After some time I graduated to the restaurants where I would kula kwa macho to a place where I would afford a soda which would last me more time in the restaurant (3 hrs on one soda). I looked at the workers there and they seemed ok, as in they were well taken care of plus they did not have to kula kwa macho but actually get to eat the real food. “what the heck!, si I can as well get a job here? kwani?” I thought to myself. And just like that, I did. Yes, I got a job at Intercontinental Hotel. To me, it was one of those low-lying fruits that you can easily reach since this was my “stop-over joint”. It is said that there are two important days in one’s life; the day you are born and the day you discover why. This opened up my world to a place of knowing my purpose in life. What I am currently doing started at this point. This is a story for another day.
Six years later I find myself in Mombasa working for a British Lady who was a complete type A. She would set a meeting for 8.45am and be there at 8.30am. We would then spend half an hour explaining why a picture frame on the wall is not straight. You can guess how the rest of the sales meetings would go. This old lady brought out the professionalism in me. God bless her strict soul.
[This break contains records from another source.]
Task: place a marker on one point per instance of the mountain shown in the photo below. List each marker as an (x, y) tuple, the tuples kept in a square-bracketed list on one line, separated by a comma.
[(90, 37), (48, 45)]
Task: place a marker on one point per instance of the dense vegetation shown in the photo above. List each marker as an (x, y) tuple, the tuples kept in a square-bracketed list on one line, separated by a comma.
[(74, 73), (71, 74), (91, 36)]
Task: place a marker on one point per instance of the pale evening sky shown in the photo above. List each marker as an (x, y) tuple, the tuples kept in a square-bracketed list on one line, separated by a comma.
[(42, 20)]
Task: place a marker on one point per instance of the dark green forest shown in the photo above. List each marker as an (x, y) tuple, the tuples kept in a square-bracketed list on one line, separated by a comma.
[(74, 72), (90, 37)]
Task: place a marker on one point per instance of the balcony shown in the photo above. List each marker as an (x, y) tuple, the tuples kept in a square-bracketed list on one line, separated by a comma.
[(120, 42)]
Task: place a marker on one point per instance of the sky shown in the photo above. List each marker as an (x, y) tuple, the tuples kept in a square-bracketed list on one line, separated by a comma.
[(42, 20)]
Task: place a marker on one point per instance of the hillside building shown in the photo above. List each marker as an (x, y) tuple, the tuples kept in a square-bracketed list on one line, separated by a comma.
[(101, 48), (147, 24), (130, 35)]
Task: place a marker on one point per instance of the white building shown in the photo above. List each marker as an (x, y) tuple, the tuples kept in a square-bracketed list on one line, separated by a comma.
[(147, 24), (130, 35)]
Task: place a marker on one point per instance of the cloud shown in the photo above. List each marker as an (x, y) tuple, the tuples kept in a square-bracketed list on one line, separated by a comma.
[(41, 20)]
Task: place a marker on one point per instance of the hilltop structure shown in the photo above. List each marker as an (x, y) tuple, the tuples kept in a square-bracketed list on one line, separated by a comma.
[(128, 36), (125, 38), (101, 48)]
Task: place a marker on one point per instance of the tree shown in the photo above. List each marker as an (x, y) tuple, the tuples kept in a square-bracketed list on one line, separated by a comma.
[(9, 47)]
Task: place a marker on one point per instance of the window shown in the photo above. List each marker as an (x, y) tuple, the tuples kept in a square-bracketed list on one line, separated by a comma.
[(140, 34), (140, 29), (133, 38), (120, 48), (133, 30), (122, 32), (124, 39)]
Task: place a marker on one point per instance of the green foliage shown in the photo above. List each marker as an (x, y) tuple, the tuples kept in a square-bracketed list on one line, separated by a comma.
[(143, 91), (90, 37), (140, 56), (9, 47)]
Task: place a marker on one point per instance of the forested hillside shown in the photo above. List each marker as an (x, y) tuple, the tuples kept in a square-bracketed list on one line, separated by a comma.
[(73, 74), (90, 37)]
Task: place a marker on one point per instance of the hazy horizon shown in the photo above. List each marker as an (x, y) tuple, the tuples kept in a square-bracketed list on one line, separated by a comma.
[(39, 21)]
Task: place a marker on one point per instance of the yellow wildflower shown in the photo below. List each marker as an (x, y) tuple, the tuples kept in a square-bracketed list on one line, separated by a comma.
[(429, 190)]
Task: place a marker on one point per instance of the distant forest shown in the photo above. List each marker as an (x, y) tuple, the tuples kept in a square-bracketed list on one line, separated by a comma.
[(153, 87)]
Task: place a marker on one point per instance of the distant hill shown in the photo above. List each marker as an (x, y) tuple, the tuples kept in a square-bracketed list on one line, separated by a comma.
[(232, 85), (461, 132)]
She ushered me to my next assignment with UNICEF and the NGO world for three years after which I was ready to jump in…..in the deep waters of hustlers, right at the shores of the Indian Ocean.
The waters were not friendly, and temptations of going back to payslip was growing by the day. After six months of trial and error in the business world, tragedy struck; my mum who had been ailing from breast cancer passed away after a long and brave battle. This threw me back to ground zero. I had to empty all my accounts, sell all my shares and reach out to close friends to clear the hospital bills that run into millions. I remember pleading with the hospital director to allow us to collect the body for burial but he would hear non of that.
Anyway, that too passed.
From then on, I’ve come to realise that where one comes from does not matter. Where one is going but most importantly where one is FOCUSED is more important. I’ve also come to learn that what lies behind us and what lies before us are small matters compared to what lies within us. And when we bring what is within us out into the world, miracles happen – [Ralph Waldo Emerson]. And this is why I am convinced that there is still a lot for me out there. Something inside of me keeps whispering “na bado! you haven’t even scratched the surface yet”. I have learnt to smile even in the storm knowing well that it shall pass too. Life is too short to frown.
Your attempt may fail but never fail to make an attempt.